Agnes overleed in 1551 en werd begraven in het koor van de kerk van Delden, waar zich haar grafsteen nog steeds bevindt. Kort voor 1558 hertrouwde Goossen met Ermgard van Boyneburg genaamd Honstein of anders Van Bemmelsberg (-1595), weduwe van Johan van Raesfelt tot Raesfelt.[1]. Zij was een dochter van Herman van Bemelsberg tot Clörath genaamd van Honstein en Irmgard van Ruisschenberg. Uit het huwelijk van Goossen en Ermgard werden verscheidene kinderen geboren, waaronder:

  • Johan van Raesfelt tot Moerkerken (-1633), heer van Mijnsheerenland van Moerkerken

Ermgard was weduwe van Johan van Raesfelt tot Raesfelt, uit welk huwelijk een zoontje was geboren dat echter jong overleed. Goossen en Ermgard deden vervolgens pogingen slot Raesfelt in hun bezit te krijgen, wat mislukte.

Strijd om erfenis[bewerken | brontekst bewerken]

Na het overlijden van Johan van Twickelo ontstond er strijd tussen zijn schoonzoons Goossen van Raesfelt en Unico Ripperda tot Boxbergen (circa 1503 -1566), die in 1531 was getrouwd met de oudste dochter, Judith van Twickelo (-1554).

De twisten werden bijgelegd door een uitspraak van Maximiliaan van Egmont in 1541 en een aanvullende overeenkomst in 1547. Het resultaat was dat Goossen en Agnes Twickel zouden behouden net als het drostambt. Uit het drostambt zou Unico een jaarlijkse rente van 50 goudgulden ontvangen. Alle andere goederen werden gedeeld. Een groot deel van de boerderijen rond Twickel kwam daardoor in handen van de Ripperda's waaronder de Ottenhof in Deldeneresch met het markenrichterschap.

De juffers Van Beckum[bewerken | brontekst bewerken]

Een zaak die Goossens nazaten nog lang zou achtervolgen was de terechtstelling van Maria van Beckum en haar schoonzus, Ursula van Werdum, vrouw van Jan van Beckum. Na beschuldigd te zijn van ketterij werden zij vastgezet op kasteel Twickel, waar Goossen resideerde. Op bevel van het gezag in Brussel werden zij op 13 november 1544 vlak bij Delden terechtgesteld door verbranding.
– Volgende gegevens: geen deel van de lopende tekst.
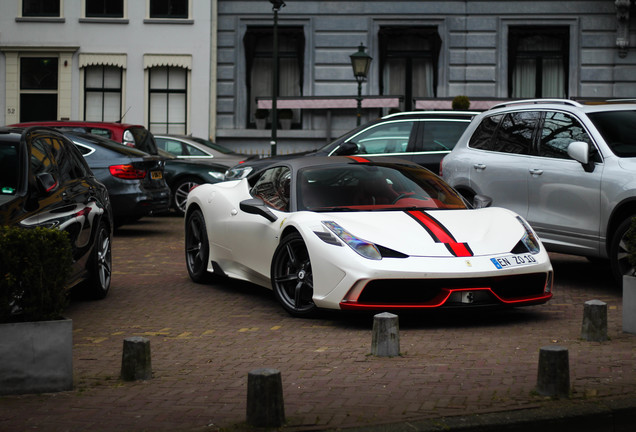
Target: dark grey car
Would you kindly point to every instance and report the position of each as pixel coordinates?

Goossen deed daarna pogingen hun nagelaten onroerend goed, de havezate Kevelham bij Goor en het erve Ottenschot in Bentelo, te confisqueren, wat hem echter niet lukte.

Uitbreiding kasteel Twickel[bewerken | brontekst bewerken]
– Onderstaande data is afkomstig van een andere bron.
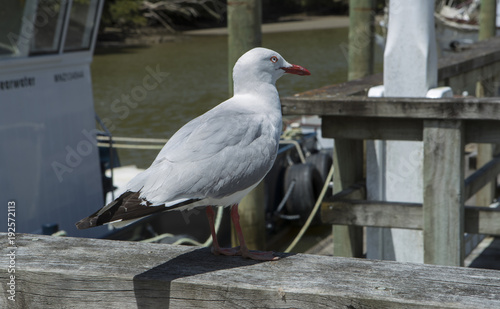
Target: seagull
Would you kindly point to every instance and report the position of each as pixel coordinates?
(215, 159)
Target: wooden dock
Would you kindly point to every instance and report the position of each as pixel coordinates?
(54, 272)
(443, 125)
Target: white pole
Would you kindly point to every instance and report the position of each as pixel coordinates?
(395, 168)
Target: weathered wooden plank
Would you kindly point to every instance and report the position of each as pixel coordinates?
(353, 87)
(56, 272)
(372, 128)
(476, 131)
(443, 207)
(477, 220)
(348, 164)
(481, 177)
(482, 131)
(419, 108)
(479, 55)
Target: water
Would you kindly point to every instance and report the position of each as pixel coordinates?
(197, 80)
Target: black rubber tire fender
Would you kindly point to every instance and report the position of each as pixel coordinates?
(306, 190)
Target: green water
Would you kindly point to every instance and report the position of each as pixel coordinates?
(197, 80)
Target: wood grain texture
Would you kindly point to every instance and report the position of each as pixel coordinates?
(443, 204)
(89, 273)
(412, 108)
(348, 170)
(477, 220)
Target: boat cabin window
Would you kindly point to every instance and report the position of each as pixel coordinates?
(81, 24)
(40, 27)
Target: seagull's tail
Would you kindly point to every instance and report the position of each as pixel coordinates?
(126, 209)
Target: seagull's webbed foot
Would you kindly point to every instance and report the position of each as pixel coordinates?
(258, 255)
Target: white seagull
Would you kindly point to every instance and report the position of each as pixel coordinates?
(216, 158)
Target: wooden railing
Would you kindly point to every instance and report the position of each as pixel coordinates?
(55, 272)
(444, 125)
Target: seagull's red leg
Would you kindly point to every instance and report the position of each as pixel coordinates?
(254, 255)
(216, 249)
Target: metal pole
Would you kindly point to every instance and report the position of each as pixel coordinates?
(244, 19)
(487, 19)
(361, 38)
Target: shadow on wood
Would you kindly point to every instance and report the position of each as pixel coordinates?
(153, 288)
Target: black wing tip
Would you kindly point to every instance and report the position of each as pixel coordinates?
(84, 224)
(114, 212)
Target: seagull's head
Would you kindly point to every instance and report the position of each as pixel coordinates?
(263, 65)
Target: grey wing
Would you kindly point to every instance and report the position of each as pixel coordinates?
(212, 156)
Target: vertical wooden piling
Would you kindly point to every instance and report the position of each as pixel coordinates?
(443, 192)
(487, 29)
(244, 19)
(348, 164)
(487, 19)
(361, 38)
(348, 154)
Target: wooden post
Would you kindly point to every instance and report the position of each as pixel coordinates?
(487, 29)
(443, 192)
(348, 164)
(244, 19)
(487, 19)
(361, 38)
(348, 154)
(485, 153)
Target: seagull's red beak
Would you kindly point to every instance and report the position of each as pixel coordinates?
(296, 69)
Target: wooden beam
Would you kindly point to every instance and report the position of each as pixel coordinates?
(476, 131)
(65, 272)
(408, 108)
(481, 177)
(348, 164)
(372, 128)
(482, 131)
(478, 220)
(443, 207)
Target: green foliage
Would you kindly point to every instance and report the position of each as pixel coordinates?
(122, 14)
In 1551 legden Goossen en Agnes de eerste steen aan de verbouwing van kasteel Twickel in renaissancestijl. Onder andere werd een ingangspoort gebouwd die met beeldhouwwerk is versierd. De poort vertoont qua opzet verwantschap met de (vroegere) ingangspoort van de Cannenburgh bij Vaassen.

De wapensteen boven de poort van Twickel vertoont de wapens Van Raesfelt en Van Twickelo. In het fries dat de steen bekroont bevindt zich in een medaillon een vrouwenkopje. Men veronderstelt dat dit een portret van Agnes van Twickelo voorstelt.

Hof van Moerkerken[bewerken | brontekst bewerken]

In 1559 kocht Goossen de heerlijkheid Moerkerken voor 51.000 gulden van Karel van Sint-Omaars, heer van Danoultre en Moerkerkerlant, waardoor hij zich heer van Moerkerken mocht noemen.